Let’s break it down into steps:

  1. User makes request to old-url.com
  2. Request gets handled by the closet edge function to the user.
  3. Edge function finds the redirect URL from the key-value storage based on the requested URL.
  4. Edge function returns the redirect instructions to the user.
  5. User’s browser redirects to the new URL.
  6. New URL’s origin server handles the request.

I hope that makes sense, but the big takeaway here is that in addition to the benefit described in the previous section regarding latency, we may also see performance improvements for large-scale redirects where wildcards or regex transformations do not make sense.

The Complexity Issue

Before we get too far into this one, I want to admit that I have an inherent bias from being a frontend/JavaScript developer, but I still think this is a compelling point.

In the examples above, I’m making comparisons between edge compute and NGINX. It’s one of the most widely used server technologies in the world.

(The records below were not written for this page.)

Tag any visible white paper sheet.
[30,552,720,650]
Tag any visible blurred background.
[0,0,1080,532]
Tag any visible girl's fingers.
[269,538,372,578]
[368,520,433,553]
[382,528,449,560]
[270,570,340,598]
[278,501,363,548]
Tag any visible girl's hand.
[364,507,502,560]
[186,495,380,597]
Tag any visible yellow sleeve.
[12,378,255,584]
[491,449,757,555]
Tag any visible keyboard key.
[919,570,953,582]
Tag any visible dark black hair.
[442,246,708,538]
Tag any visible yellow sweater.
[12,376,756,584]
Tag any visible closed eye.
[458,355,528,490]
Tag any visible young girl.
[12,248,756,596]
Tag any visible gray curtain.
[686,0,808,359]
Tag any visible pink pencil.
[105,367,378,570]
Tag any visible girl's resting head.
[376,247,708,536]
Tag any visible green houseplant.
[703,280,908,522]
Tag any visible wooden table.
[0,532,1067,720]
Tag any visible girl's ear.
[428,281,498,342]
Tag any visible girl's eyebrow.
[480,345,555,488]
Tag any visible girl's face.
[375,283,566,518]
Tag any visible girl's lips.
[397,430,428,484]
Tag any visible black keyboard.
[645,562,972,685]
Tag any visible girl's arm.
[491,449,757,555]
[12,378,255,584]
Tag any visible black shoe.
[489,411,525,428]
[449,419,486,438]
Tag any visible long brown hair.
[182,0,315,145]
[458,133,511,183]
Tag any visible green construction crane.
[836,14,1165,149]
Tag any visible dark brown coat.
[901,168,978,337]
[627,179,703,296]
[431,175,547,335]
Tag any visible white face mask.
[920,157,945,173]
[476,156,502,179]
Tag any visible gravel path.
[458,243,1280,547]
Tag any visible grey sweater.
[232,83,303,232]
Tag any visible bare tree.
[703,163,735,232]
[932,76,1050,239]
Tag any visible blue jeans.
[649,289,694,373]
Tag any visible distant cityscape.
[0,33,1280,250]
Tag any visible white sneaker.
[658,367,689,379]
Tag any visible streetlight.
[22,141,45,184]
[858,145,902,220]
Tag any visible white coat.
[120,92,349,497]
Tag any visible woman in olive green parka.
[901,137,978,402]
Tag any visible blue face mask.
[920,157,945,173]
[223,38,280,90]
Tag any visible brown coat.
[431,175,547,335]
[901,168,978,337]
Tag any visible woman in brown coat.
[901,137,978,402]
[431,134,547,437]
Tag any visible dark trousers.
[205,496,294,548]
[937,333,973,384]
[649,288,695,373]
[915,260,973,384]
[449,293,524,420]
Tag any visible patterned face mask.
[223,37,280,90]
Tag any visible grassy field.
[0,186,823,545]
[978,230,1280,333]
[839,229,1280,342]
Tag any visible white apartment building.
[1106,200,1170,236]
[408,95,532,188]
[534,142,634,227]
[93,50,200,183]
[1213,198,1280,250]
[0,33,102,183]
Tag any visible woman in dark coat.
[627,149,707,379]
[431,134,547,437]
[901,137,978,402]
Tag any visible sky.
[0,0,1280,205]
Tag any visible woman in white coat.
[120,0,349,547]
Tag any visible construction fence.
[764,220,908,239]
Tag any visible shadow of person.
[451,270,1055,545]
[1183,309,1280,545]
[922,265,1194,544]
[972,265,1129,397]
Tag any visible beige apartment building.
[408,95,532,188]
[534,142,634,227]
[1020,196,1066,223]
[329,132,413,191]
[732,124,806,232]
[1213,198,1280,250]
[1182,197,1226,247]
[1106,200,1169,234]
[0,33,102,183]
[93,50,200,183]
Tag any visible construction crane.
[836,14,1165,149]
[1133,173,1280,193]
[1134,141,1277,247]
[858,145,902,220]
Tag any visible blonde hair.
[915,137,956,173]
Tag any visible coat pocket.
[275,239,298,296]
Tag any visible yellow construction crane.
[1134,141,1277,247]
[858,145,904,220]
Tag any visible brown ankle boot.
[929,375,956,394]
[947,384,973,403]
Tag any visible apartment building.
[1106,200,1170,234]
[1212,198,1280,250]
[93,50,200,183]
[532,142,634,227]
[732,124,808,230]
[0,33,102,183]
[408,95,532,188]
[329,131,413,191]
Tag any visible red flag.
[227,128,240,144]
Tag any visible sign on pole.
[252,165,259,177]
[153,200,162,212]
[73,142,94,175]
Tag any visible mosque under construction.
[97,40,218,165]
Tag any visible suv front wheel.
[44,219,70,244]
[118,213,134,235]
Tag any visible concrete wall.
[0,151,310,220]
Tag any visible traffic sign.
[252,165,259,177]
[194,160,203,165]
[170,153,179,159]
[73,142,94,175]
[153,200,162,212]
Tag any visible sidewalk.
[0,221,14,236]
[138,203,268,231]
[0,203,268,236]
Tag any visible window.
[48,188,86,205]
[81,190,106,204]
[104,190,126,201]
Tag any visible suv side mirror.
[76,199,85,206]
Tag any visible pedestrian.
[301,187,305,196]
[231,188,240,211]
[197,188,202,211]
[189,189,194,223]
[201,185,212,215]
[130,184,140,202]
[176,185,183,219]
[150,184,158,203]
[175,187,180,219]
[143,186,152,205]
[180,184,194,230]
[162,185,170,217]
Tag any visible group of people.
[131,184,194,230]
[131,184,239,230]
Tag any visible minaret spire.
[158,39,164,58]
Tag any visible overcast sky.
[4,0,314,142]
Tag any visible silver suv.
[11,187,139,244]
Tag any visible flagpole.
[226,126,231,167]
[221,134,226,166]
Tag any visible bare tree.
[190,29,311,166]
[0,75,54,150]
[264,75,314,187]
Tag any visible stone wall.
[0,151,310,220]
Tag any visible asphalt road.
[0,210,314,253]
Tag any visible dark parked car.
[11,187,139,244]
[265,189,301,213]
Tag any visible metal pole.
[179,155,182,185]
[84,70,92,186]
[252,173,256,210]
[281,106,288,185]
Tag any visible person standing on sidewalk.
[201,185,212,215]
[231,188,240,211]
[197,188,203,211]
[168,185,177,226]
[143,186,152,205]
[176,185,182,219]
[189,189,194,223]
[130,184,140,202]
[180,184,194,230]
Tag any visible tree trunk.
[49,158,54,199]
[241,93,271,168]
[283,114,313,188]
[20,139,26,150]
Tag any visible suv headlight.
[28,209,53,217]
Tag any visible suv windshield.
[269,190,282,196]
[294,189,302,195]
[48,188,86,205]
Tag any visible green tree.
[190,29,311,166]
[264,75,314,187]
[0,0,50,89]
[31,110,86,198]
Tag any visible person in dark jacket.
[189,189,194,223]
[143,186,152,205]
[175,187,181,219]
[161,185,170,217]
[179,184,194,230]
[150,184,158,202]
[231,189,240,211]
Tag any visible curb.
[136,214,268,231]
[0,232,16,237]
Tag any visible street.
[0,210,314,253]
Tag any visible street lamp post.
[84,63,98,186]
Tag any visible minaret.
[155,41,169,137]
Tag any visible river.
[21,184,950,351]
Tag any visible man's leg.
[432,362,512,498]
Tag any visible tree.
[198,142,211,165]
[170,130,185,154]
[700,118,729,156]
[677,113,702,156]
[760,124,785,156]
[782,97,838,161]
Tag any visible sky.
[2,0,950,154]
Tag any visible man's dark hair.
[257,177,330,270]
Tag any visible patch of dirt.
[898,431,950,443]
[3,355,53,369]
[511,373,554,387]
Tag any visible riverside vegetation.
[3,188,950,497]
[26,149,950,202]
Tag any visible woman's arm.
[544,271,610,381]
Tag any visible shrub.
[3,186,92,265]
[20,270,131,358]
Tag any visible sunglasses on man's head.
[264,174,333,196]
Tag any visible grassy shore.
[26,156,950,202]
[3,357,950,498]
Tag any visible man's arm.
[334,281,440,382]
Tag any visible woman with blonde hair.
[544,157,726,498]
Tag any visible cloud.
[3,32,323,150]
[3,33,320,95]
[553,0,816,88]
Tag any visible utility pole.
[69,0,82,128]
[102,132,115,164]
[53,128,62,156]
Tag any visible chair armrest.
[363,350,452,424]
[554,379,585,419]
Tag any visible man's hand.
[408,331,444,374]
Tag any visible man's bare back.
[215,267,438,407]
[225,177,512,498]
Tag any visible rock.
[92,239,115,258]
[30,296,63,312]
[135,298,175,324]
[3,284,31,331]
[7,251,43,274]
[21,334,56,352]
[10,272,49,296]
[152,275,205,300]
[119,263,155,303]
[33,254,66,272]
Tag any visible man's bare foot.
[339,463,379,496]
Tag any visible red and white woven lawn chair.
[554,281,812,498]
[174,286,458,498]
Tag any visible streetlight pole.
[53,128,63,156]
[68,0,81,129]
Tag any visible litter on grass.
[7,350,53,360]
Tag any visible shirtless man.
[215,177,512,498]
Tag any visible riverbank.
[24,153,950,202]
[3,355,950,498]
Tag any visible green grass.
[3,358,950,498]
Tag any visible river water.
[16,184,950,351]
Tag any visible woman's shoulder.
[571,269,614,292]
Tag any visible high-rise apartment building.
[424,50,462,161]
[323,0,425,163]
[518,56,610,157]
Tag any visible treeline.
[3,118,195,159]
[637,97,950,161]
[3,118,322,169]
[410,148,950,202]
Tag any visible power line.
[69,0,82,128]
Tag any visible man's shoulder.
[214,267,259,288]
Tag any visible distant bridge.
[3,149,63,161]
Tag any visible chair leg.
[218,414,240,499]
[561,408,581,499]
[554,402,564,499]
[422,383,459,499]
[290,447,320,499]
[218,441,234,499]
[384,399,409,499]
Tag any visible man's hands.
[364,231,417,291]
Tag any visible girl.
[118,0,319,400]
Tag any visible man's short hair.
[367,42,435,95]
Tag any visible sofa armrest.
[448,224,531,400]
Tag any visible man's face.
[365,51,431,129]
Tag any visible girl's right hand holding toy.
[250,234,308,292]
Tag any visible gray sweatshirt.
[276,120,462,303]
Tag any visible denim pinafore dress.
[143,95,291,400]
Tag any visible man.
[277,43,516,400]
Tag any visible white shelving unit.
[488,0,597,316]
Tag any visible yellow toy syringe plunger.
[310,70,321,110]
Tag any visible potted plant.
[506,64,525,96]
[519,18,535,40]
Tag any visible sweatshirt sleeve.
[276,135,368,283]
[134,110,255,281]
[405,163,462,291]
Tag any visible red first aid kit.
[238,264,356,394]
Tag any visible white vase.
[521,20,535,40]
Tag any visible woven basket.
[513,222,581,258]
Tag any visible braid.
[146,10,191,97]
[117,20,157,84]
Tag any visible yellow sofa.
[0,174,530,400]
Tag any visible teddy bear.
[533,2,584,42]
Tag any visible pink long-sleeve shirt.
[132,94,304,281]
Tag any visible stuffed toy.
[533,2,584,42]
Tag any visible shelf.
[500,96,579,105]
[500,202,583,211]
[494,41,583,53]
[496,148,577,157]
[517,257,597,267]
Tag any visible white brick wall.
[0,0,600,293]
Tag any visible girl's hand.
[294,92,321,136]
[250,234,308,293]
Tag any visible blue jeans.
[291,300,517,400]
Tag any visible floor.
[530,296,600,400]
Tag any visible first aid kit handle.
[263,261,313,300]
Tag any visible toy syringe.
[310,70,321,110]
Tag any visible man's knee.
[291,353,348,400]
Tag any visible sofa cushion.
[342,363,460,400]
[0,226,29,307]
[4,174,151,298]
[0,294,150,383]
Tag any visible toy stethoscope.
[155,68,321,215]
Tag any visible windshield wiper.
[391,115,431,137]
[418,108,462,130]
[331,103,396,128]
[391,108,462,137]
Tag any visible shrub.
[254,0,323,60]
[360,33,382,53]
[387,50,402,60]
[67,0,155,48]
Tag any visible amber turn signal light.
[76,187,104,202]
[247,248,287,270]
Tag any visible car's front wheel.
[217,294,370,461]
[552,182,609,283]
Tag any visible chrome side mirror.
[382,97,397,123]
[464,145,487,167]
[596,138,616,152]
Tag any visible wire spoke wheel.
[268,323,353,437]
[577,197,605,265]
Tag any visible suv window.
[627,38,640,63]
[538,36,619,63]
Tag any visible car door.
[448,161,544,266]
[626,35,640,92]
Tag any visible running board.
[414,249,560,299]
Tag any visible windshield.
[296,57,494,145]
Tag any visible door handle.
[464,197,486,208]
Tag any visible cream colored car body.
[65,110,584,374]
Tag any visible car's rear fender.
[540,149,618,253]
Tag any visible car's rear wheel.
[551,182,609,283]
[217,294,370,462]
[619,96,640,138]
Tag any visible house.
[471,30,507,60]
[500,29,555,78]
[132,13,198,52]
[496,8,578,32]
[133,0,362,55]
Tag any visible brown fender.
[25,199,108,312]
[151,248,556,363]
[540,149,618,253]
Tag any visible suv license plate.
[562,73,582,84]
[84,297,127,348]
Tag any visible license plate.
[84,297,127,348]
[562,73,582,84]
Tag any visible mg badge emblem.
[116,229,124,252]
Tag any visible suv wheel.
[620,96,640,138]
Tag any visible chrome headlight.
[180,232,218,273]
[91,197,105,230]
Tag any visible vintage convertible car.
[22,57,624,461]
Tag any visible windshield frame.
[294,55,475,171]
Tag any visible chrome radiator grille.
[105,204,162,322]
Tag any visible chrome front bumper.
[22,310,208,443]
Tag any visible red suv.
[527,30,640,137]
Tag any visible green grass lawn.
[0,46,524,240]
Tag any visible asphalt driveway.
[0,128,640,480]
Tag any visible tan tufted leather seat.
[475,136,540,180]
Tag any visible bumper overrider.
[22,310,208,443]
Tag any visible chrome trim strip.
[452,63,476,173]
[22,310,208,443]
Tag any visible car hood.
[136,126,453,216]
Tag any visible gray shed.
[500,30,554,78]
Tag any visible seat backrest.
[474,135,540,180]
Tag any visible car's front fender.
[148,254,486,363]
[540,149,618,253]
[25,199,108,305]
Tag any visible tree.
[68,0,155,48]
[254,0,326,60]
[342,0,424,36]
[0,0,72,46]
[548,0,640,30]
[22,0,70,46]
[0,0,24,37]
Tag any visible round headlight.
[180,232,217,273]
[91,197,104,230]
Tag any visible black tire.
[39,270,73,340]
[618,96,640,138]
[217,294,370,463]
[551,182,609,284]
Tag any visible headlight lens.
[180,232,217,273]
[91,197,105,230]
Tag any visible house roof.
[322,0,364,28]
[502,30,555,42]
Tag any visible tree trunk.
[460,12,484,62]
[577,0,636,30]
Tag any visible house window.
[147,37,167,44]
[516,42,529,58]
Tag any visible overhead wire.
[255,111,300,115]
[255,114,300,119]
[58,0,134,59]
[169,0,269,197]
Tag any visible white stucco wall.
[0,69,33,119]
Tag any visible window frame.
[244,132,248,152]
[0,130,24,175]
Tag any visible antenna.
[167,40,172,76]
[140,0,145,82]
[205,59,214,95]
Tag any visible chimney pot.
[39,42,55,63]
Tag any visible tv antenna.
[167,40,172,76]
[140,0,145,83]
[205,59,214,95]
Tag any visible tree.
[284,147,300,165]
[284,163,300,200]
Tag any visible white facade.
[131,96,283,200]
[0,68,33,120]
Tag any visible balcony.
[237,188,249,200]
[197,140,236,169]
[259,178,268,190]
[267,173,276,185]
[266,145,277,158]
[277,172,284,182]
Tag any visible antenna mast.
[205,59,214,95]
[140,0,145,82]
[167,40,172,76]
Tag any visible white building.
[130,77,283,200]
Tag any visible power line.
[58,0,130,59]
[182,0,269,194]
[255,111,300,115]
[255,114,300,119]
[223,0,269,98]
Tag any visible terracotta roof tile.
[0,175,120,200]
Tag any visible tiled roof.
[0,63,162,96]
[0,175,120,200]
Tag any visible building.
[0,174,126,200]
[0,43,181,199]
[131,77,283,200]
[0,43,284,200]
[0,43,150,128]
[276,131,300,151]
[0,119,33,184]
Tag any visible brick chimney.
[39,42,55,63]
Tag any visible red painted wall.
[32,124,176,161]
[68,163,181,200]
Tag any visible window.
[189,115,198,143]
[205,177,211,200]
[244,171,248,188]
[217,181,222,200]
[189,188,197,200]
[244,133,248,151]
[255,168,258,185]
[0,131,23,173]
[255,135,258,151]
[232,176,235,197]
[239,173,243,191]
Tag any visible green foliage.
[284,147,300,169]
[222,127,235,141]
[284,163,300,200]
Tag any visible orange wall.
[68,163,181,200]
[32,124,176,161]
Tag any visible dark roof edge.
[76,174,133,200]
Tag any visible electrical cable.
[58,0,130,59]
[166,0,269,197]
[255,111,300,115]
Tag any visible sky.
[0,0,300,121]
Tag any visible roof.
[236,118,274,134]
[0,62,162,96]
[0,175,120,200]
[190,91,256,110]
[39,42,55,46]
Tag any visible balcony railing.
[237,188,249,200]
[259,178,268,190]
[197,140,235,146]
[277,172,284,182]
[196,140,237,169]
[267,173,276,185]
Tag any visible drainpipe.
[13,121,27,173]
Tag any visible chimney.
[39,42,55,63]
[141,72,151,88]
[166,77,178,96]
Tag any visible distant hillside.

However (and here’s where my bias exists), I’m willing to bet that NGINX is not the main programming language for you or your team, and that it adds more complexity to your stack.

The added complexity is worth it for more organizations because it’s so good at serving static assets, being a reverse-proxy, load balancing, and doing all the other things we use it for.

But do we really need that added complexity for a redirect server?

I have to admit that one reason edge compute appeals to me because most edge platforms support my favorite programming language, JavaScript.

This makes it much easier for me to stay productive. Although I may have to switch context between frontend, backend, and edge runtimes, at least I can keep writing the same language everywhere.

I can’t say my experience is the same with NGINX.

In addition to getting NGINX set up in the first place, any time I need to make changes to the configuration, I need to look up how to do it again in the documentation. Even for things I’ve done a hundred times before.

Another cool benefit to edge compute is that we are dealing with serverless functions that can be scaled up automatically. We, as developers don’t have to worry about provisioning a server, figuring out how much resources it needs, deciding what is the best region to deploy to, and yada yada yada.

We get to just write out functions and let the service provider figure out running our code in the most efficient way. And when traffic spikes, it scales up to handle the load automatically.

This isn’t to say that I think NGINX is the wrong choice for a server. In fact, a few paragraphs ago I listed some excellent use cases for NGINX. But for redirects, I’d much rather just deploy an edge function all around the world and use the programming language I’m most familiar with to write the logic. Then I can get back to hanging out with Nugget.

Closing Thoughts

This blog post was mostly inspired by some of the internal conversations I get to be a part of working at Akamai. We get to work with huge organizations working on some of the most technically challenging problems, and the folks I get to work with are SUPER smart.

Unfortunately, a lot of the specifics of these conversations cannot be shared publicly for one reason or another, so I wanted to take a moment to point out some of the really cool things that I think can share.

The examples above where we talked about migrating 100,000 blog posts to a new domain. That actually happened. It’s based on a real migration that Akamai went through with an internal website with about a third more redirects.

I think the coolest things about this is that it’s an example of Akamai dogfooding their own product.

And that’s not even getting into customer work. I saw one case where a customer needed custom redirects for almost a million URLs , and it seemed like EdgeWorkers would be the solution.

Anyway, I’m very excited for the future of edge computing, and my hope is that this article has given you at least one solid use case to get excited about it, yourself.

So, in conclusion, the main benefits of edge redirects over traditional redirects are:

  • Less idle time spent waiting for requests to travel to a redirect server.
  • Less compute time spent on redirect server that require large URL mappings.
  • Less complexity than provisioning and scaling a redirect server.